700 Naval Air Squadron formed at RNAS Hatston on 21 January 1940 as a result of amalgamating the 700 series of Catapult Squadrons. It was initially equipped with forty-two Supermarine Walrus, eleven Fairey Seafox and twelve Fairey Swordfish foatplanes. From July, a small number of Supermarine Walrus operated from RAF Sullom Voe, designated as the Shetland Flight, with aircraft and crews from RNAS Hatston and disembarked Flights from the Home Fleet. These carried out local anti-submarine patrols and shipping escort under the control of No. 18 Group RAF, within RAF Coastal Command. In November the squadron took over the 701 Naval Air Squadron aircraft which were operating from Stornoway harbour and this became known as 700 Stornoway Flight. This Flight moved to RAF Sullom Voe and joined the Shetland Flight, in March 1941, but this then disbanded in May, when RAF aircraft became available.

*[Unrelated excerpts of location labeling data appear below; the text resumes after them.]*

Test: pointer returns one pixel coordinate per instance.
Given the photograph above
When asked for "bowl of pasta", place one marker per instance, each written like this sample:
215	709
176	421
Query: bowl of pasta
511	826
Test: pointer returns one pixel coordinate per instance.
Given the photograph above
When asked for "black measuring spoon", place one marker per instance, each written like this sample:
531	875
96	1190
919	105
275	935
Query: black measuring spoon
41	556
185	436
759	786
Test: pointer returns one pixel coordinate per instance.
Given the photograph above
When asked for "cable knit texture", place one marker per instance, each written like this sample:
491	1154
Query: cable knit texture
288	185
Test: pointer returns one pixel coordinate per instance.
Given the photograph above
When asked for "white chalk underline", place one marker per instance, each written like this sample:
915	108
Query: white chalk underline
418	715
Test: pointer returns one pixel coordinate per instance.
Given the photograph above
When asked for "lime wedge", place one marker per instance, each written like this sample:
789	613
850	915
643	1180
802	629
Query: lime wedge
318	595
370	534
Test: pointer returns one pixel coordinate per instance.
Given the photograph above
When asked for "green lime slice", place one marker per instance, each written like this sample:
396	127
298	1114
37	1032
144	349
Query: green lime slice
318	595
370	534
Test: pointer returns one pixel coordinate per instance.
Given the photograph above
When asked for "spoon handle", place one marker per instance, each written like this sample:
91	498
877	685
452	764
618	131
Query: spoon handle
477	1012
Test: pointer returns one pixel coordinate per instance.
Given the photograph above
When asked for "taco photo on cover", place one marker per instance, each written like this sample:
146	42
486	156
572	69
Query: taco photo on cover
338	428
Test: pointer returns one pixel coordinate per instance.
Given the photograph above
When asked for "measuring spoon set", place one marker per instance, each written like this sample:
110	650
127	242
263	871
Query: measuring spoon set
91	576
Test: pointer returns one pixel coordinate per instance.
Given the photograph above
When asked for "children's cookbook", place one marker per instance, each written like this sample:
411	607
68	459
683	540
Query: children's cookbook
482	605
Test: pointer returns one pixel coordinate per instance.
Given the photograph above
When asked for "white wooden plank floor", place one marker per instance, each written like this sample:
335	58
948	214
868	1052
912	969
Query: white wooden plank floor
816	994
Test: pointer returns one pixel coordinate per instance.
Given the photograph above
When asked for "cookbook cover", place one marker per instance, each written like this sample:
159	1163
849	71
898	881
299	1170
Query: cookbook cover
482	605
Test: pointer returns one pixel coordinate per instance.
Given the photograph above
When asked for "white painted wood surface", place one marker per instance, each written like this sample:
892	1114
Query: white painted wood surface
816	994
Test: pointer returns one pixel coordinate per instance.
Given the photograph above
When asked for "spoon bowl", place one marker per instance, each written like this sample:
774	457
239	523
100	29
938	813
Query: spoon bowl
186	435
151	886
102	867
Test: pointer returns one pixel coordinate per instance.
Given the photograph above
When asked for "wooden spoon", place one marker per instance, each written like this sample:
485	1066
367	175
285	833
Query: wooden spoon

In June 1942 700 NAS moved its HQ, known as ‘A’ Flight, to RNAS Twatt (HMS Tern). By this time the squadron provided a ten-week training course for new catapult Flights. The final two weeks of the course were spent attached to ‘A’ Flight at RNAS Hatston for final training, before joining their allocated ship. The training was broken down into an initial three weeks of aerodrome flying, consisting circuits and landings, dive-bombing, photography and anti-submarine warfare, at RNAS Donibristle (HMS Merlin), in Fife. A second three-week block was spent at RNAS Dundee (HMS Condor II), a seaplane base / repair depot, in Dundee, where the focus was on water operations, which included night landings. Week seven was a catapult course aboard HMS Pegasus, a Royal Navy aircraft carrier/seaplane carrier, in the Irish Sea. Week eight was then a return to RNAS Donibristle (HMS Merlin).

== Units ==
List of first and second line squadrons, station flight and other flying units based at this location:
- 700 NAS, 701 NAS, 712 NAS, 746 NAS, 771 NAS
- 800 NAS, 801 NAS, 802 NAS, 803 NAS, 804 NAS, 806 NAS, 807 NAS, 809 NAS,
- 810 NAS, 811 NAS, 812 NAS, 813 NAS, 814 NAS, 816 NAS, 817 NAS, 818 NAS, 819 NAS,
- 820 NAS, 821 NAS, 822 NAS, 823 NAS, 824 NAS, 825 NAS, 826 NAS, 827 NAS, 828 NAS, 829 NAS,
- 830 NAS, 831 NAS, 832 NAS, 833 NAS, 835 NAS, 836M Flight, 837 NAS, 837D Flight,
- 840 NAS, 841 NAS, 842 NAS, 845 NAS, 846 NAS, 848 NAS, 852 NAS, 853 NAS, 856 NAS,
- 860 NAS, 878 NAS, 880 NAS, 881 NAS, 882 NAS, 883 NAS, 884 NAS, 885 NAS, 887 NAS, 888 NAS,
- 890 NAS, 891 NAS, 893 NAS, 894 NAS, 896 NAS, 898 NAS, 899 NAS,
- 1770 NAS, 1771 NAS,
- 1820 NAS, 1840 NAS, 1841 NAS, 1842 NAS,
- No. 254 Squadron RAF

== Post Royal Navy and current use ==
After the Second World War, the aerodrome of RNAS Hatston, became Kirkwall's main civil airport and was served by both Allied Airways and Scottish Airways, which were absorbed by British European Airways (BEA) in 1947. By 1948 BEA was operating Douglas Dakota transport aircraft which were deemed too large to use the runways safely. They moved operations to a larger airfield, RAF Grimsetter, 3 miles south-east of Kirkwall. RNAS Hatston was officially closed in 1948, but from 1953 until 1957 was the home of the Orkney Flying Club.

Finally it was closed and turned into an industrial estate, with some buildings becoming council housing. Several local street names commemorate the airfield, including Sparrowhawk Road, Seafire Road, Swordfish Road, Skua Road, Dakota Road and Gladiator Road.